The most iconic feature of Tête de Moine is its traditional presentation. It is not sliced but shaved into fine rosettes using a special tool called a girolle. This method increases the cheese’s surface area, dramatically enhancing its aroma and allowing it to melt on the tongue. The texture of these rosettes is light and airy, providing a unique sensory experience unlike any other cheese. This distinctive preparation is integral to fully appreciating its complex character.
Cheese Varieties
The primary variety of Tête de Moine is the one protected by the Appellation d’Origine Protégée (AOP). This designation ensures it is made with raw cow’s milk from the specific regions of the Swiss Jura. The cheese must be aged for a minimum of two and a half months in the cellars of the Bellelay Abbey or other approved dairies. This strict regulation guarantees its authentic production method and terroir-driven flavour.

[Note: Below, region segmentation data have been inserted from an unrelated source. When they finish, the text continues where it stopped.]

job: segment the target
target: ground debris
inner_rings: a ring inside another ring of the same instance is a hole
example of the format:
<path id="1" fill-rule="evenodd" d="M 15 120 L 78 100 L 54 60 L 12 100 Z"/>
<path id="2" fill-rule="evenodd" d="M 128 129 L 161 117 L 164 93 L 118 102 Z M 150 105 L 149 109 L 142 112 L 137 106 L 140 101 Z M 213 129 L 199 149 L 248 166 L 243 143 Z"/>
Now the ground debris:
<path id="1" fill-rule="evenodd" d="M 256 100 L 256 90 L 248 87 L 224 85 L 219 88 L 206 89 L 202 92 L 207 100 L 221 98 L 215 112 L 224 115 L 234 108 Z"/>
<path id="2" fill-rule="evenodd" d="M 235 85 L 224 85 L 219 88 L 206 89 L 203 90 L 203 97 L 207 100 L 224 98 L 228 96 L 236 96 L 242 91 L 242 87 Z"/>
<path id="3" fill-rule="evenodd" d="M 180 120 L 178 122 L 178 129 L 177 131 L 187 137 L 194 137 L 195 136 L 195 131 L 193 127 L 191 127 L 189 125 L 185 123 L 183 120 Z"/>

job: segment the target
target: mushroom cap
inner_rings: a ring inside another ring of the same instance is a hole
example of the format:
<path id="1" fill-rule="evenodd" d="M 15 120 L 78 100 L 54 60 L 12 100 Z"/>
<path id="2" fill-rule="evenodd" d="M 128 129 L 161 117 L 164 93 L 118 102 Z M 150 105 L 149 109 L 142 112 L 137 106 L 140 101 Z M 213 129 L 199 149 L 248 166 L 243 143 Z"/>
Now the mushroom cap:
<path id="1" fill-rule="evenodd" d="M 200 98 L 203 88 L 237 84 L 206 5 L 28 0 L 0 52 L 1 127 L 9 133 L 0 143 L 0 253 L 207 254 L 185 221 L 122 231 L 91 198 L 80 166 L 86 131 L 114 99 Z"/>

While the AOP version is the standard, some variations exist based on affinage. A Tête de Moine aged for six months or more is often labelled as “Réserve” or “Vintage”. These older cheeses develop a much stronger, more complex, and spicier flavour profile. The texture also becomes more crystalline, similar to a mature Gruyère. These varieties are sought after by connoisseurs for their intense and lingering taste.
History and Traditions
Tête de Moine, which translates to “monk’s head”, has a history deeply rooted in the Bellelay Abbey in the Bernese Jura. The monks of the Premonstratensian order began producing this cheese in the 12th century. They originally used it as a form of currency to pay taxes and rents to the local prince-bishops. The region is also famous for its watchmaking industry and its pristine, mountainous landscapes ideal for dairy farming.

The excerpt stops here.